Cairo

Cairo

Cairo is the capital of the Arab Republic of Egypt. The city is divided into two areas: to the east the oldest part, to the west a whole new city made of modern buildings.

The main things to see besides the Giza area are: the Islamic Quarter, the Muhammad Ali Mosque and the Egyptian Museum.

Islamic Cairo is the ancient medieval city center, and its roots can be traced back to the sixth century, when Egypt was conquered by the Arabs. 

Its ancient streets are dotted with historic buildings and monuments of great interest, and large mosques alternate with beautiful marble fountains, testifying to the great cultural importance of the city.

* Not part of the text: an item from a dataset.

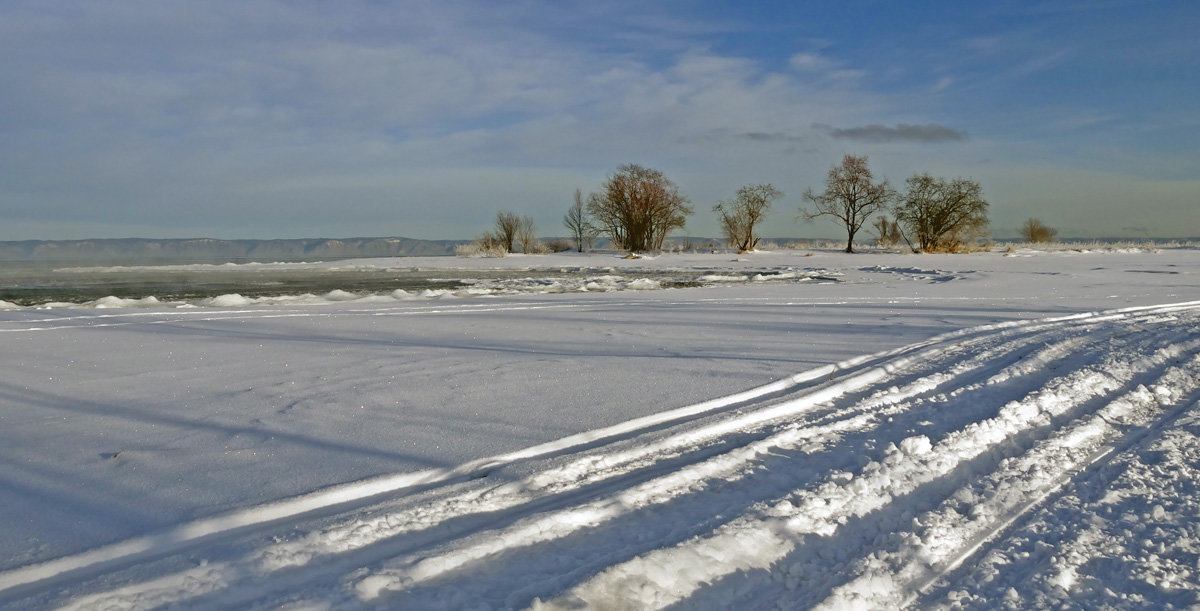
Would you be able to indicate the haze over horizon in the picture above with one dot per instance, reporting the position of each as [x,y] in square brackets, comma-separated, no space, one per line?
[265,119]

The Mosque of Muhammad Ali was built where the ancient royal palace of the Mamluks once stood, and work on its construction began in 1830 until 1848.

Due to the precariousness and incompetence that characterized its rise, already in 1899 it began to show the first signs of structural failure, so that a consolidation work was necessary only partially.

The Egyptian Museum in Cairo is the largest museum in the world related to the ancient Egyptian civilization, boasting the most impressive collection of archaeological finds.

There are about 136,000 works on display inside and hundreds of thousands of other finds are kept inside its huge warehouses. The structure intended to house the collection of the Egyptian Museum was built in 1835, and the collections of Auguste Mariette were exhibited there. The structure, however, proved too small to contain the ever-increasing amount of finds that flowed into it, and a flood caused by the overflow of the Nile in 1878 led to the move inside the Palace of Isma’il Pasha.  However, this arrangement was only temporary, since even this palace did not prove to be sufficiently capacious to fulfill the task entrusted to it. The inauguration of the new headquarters of the Egyptian Museum took place in 1902. 

During the riots of 2011 the museum was looted by the population in revolt, and during the tragic events that followed, many collections were temporarily dispersed; most of them were however found and returned to the museum, thanks to the work of the Egyptian authorities and international organizations.